B61 -- I completely sympathize with what you're saying. My son just got laid off, and another of my kids is struggling mightily. I'm very sad about the trials the younger generation is going through, and sadder still about what my grandkids are living through.

While I appreciate all the advice that's being given, I don't think the situation these days is the same as when we were younger. The evidence is all out there staring at us -- having unregulated markets only helps the big bankers with millions to play with and also rewards them with a ridiculously low tax rate. I'm sorry, but I think the more one rakes in, the more one should contribute to the common weal.

I've been reading a great deal about the financial crisis and just watched a Frontline movie about how the big guys -- Alan Greenspan, especially -- wouldn't listen to a woman named Brooksley Born, chair of the Commodity Futures Trading Commission who tried during the '90s to regulate the derivatives market that finally caused the crisis of 2008 (and there was a smaller one in 1998). Back in the '70s, we didn't have this problem. It has been growing since the '80s, and really mushroomed in the '90s, and it's still lurking out there. We should all be demanding regulation! There are 5 Wall Street lobbyists for every single Congressperson, and the Congresspeople tend to think that the lobbyists are "experts" so they cave in to them.

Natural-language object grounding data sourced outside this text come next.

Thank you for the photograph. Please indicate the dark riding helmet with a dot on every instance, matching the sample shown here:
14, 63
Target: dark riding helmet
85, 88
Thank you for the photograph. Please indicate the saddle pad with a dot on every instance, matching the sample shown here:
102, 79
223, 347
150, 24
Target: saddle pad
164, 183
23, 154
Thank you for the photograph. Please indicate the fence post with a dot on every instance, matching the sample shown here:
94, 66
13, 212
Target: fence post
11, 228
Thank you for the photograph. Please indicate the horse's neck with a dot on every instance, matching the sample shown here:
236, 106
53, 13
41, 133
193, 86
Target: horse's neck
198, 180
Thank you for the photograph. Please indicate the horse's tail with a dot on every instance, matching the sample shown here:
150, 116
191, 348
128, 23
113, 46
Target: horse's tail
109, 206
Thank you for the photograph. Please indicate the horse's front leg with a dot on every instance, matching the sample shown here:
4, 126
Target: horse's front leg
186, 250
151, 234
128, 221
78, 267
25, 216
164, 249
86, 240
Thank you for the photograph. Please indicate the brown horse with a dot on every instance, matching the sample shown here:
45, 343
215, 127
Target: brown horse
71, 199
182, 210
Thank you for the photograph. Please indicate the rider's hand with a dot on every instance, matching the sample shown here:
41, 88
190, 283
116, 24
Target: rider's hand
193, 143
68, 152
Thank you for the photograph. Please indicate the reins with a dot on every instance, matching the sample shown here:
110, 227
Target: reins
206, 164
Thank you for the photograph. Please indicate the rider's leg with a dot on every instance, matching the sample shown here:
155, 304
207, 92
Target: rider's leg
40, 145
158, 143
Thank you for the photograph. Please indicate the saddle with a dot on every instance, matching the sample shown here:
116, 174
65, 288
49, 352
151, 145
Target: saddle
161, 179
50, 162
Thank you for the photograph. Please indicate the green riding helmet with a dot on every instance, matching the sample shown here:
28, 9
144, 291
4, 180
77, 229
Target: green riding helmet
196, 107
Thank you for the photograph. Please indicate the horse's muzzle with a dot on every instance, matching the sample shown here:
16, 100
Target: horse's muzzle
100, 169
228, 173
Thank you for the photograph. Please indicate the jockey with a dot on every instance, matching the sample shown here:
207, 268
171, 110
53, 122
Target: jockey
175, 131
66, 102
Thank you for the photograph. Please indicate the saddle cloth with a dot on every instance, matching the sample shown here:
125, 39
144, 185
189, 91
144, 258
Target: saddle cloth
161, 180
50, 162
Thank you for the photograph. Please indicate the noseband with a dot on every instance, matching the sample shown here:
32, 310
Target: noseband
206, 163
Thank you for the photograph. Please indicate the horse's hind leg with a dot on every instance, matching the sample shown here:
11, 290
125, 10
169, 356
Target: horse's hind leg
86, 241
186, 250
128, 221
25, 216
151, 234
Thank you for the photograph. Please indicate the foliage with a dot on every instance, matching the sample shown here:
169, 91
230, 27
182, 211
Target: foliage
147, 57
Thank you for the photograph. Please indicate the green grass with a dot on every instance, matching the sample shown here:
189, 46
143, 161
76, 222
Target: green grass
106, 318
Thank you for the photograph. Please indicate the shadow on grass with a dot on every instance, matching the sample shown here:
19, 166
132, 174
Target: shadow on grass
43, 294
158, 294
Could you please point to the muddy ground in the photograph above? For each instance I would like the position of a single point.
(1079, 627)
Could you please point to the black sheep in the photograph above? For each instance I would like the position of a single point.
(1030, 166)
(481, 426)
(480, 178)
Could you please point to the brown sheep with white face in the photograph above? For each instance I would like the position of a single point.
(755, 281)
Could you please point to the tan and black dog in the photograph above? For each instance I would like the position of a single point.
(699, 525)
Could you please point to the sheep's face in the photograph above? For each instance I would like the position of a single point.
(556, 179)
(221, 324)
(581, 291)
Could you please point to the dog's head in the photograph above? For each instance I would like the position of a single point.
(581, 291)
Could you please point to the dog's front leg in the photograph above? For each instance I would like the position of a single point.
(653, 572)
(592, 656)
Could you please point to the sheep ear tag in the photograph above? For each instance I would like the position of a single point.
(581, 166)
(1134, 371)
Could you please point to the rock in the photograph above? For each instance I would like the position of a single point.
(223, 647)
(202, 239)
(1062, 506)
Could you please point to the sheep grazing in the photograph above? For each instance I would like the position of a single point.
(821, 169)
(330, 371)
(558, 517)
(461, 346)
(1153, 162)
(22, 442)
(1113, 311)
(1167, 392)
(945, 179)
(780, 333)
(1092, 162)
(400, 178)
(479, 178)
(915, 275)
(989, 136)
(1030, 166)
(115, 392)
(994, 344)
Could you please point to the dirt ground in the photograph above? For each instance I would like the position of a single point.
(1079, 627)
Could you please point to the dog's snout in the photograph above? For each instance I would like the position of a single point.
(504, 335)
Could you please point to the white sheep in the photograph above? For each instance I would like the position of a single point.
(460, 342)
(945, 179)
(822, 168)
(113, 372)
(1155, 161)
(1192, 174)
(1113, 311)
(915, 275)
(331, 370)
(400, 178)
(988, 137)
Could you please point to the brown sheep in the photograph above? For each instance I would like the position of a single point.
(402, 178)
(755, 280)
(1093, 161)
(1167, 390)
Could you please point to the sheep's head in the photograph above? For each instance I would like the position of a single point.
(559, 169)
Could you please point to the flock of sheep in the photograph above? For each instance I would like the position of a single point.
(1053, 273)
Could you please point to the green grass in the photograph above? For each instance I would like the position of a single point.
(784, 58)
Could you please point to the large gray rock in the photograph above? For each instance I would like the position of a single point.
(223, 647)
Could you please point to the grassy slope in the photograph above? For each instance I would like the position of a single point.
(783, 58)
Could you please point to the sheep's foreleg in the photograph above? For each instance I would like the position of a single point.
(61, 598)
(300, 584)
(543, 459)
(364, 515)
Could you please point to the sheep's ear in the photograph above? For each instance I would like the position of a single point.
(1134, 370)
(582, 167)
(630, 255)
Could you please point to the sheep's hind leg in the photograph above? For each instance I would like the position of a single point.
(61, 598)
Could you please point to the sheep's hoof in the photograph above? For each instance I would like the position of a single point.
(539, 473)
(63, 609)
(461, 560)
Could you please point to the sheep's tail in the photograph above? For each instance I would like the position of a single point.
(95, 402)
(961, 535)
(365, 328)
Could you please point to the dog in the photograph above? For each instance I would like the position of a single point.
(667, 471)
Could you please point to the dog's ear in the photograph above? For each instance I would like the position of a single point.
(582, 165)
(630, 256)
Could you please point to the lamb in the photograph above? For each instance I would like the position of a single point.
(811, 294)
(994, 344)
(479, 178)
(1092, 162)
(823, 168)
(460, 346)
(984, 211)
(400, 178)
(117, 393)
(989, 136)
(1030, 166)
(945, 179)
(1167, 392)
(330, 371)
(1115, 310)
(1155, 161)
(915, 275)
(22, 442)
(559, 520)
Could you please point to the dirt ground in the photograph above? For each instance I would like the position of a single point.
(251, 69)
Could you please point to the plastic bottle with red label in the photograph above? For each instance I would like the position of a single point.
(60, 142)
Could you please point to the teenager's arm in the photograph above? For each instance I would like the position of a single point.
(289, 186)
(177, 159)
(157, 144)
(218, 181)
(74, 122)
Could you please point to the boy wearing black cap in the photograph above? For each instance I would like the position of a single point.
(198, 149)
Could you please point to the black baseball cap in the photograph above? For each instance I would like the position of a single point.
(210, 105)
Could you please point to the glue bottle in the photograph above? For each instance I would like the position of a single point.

Now we know, though, that even the bankers who were selling derivatives didn't fully understand them. And even the grand wizard himself, Alan Greenspan, said that his entire life philosophy based on Ayn Rand's teachings of "let the market regulate itself", admitted that he'd been wrong all his life. A sad thing for him to say, but good that he admitted it.

I too have struggled, lived with nothing, scraped by, and now live fairly comfortably. But I have to say, the world was simpler back in the 70s. The deck wasn't stacked against the average person the way it is now. There were still small, local banks, and friendly neighborhood local stores that hadn't yet been bought out by multinational corporations with headquarters in Hong Kong or Frankfurt or wherever, so you knew that the money you spent would circulate in the neighborhood. There were still locally owned radio and TV stations, whose owners lived in the communities. There were still local farms growing local food that wasn't raised in salmonella-producing conditions. We're all guilty of allowing ourselves to be bullied by these greedy wolves who are destroying our children's chance at decent lives.

I think we're on a page that hasn't been written before and are finding our way. There are no precedents for what's going on right now.

I don't plan to retire for quite some time (I enjoy my job too much anyway) and stand ready to help my children in any reasonable way.